Handles the import and execution workflow:

  1. Select Import Source: Upload a JSON file, or receive a snapshot from the Export page via navigation state.
  2. Dry Run Preview: After selecting a target host and clicking “Run Dry Run,” displays the diff plan:
    • New items (green) – Will be created.
    • Changed items (yellow) – Will be updated, with expandable field-level diffs.
    • Same items (gray) – No action needed.
    • Orphaned items (red) – Exist in target but not in source.
  3. Execute: For orphaned items, user selects Keep/Delete/Sync via radio buttons. Clicking “Execute Promotion” applies all changes.

PromotionHistory.tsx (/app/promotion/history)

A standard MaterialReactTable listing past promotions with columns: Source Host, Target Host, Entity Type, Status (color-coded chip), Created By, Timestamp, Promotion ID. Row action: View Details (navigates to diff view).

PromotionDiffView.tsx (/app/promotion/diff)
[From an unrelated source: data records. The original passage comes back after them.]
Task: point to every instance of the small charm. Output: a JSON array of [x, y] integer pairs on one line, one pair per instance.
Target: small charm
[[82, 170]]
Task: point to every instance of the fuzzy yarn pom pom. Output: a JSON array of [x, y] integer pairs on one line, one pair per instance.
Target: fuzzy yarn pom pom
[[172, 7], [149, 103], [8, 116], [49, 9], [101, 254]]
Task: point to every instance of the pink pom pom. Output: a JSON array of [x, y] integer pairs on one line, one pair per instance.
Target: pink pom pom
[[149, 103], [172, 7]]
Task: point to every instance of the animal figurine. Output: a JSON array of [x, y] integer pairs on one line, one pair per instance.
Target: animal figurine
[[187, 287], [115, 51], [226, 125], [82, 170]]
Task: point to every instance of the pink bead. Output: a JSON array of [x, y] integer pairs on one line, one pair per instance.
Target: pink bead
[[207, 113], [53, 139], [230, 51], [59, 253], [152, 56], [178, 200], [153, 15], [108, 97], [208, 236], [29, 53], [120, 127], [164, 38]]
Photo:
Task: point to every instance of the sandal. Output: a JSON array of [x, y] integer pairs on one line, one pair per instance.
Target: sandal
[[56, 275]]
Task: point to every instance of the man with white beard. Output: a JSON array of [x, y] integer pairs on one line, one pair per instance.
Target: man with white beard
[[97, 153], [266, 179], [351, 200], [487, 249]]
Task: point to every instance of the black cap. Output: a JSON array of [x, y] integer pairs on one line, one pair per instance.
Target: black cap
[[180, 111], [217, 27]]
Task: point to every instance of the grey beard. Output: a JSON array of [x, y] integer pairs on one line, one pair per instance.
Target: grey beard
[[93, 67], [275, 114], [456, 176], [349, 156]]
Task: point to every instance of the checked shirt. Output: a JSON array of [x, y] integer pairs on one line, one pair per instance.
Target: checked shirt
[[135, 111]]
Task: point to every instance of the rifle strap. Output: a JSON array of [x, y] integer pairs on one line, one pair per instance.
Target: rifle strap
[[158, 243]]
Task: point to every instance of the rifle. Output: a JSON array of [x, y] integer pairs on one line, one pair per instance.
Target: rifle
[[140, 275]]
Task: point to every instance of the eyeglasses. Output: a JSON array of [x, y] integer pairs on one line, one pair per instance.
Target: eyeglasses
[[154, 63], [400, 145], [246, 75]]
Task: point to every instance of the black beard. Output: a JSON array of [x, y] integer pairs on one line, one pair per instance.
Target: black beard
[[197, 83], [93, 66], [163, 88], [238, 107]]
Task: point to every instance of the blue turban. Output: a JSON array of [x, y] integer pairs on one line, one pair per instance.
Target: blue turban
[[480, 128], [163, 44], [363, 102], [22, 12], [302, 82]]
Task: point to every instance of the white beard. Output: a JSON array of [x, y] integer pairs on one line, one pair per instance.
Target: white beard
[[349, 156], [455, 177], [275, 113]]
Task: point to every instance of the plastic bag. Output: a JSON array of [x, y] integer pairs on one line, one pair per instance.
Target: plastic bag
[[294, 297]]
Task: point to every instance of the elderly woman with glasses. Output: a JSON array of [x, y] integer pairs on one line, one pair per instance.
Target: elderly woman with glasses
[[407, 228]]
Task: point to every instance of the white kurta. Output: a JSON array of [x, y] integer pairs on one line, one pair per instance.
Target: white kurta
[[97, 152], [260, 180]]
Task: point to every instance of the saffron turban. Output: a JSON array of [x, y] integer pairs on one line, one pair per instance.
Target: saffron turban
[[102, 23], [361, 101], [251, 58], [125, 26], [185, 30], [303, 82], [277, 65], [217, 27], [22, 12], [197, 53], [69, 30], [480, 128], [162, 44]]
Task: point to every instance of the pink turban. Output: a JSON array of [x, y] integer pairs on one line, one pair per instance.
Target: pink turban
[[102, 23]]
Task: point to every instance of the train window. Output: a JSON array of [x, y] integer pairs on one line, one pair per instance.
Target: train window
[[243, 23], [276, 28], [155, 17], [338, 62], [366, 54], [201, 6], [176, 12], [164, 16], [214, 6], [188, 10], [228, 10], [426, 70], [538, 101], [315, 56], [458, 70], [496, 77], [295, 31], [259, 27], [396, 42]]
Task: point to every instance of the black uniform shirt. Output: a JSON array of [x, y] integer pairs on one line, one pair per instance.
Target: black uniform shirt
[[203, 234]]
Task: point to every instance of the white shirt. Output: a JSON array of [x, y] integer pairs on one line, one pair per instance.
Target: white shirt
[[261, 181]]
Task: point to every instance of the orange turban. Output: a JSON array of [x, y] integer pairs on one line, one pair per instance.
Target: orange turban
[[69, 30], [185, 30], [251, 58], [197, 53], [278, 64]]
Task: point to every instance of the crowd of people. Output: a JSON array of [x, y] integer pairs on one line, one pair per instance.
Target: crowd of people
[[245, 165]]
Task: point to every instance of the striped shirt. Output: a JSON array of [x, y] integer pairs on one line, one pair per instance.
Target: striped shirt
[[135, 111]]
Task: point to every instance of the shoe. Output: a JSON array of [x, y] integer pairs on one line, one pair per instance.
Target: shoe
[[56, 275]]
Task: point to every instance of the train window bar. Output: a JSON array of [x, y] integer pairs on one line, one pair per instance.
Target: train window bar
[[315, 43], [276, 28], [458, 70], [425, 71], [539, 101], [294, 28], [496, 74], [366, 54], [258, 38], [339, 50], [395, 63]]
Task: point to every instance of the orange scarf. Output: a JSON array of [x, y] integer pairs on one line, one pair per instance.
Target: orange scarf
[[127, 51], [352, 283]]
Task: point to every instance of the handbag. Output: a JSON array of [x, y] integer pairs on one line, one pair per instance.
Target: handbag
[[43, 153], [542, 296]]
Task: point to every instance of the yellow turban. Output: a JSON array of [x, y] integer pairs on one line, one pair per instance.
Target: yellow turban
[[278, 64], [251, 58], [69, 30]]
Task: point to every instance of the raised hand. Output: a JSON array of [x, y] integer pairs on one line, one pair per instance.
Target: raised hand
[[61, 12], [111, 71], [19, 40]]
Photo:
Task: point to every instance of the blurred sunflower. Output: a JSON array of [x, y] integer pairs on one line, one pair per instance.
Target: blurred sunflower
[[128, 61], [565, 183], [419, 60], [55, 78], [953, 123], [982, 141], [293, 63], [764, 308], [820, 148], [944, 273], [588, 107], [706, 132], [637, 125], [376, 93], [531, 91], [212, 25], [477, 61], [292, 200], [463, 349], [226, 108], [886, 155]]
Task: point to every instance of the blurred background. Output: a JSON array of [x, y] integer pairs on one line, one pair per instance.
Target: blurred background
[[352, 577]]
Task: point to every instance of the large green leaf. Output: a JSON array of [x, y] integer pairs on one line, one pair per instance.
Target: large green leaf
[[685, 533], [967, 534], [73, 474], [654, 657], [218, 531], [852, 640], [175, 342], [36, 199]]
Displays detailed promotion metadata (source/target hosts, status, timestamps) and a table of all promotion items with expandable field-level diffs showing source vs. target values and per-item execution status.

Implementation Phases

  1. Phase 1 – UI Foundation: Create promotion pages, sidebar menu entry, route registration. (Completed)
  2. Phase 2 – Backend Services: Implement exportSnapshot, importDryRun, importExecute services, and promotion_t/promotion_item_t DDL.
  3. Phase 3 – Same-Instance Promotion: Integrate promotion tracking tables, add “Promote to Host” flow, orphan detection.
  4. Phase 4 – Additional Entity Types: Add support for rule_t, schema_t, api_t, config_t and extend the dependency resolver.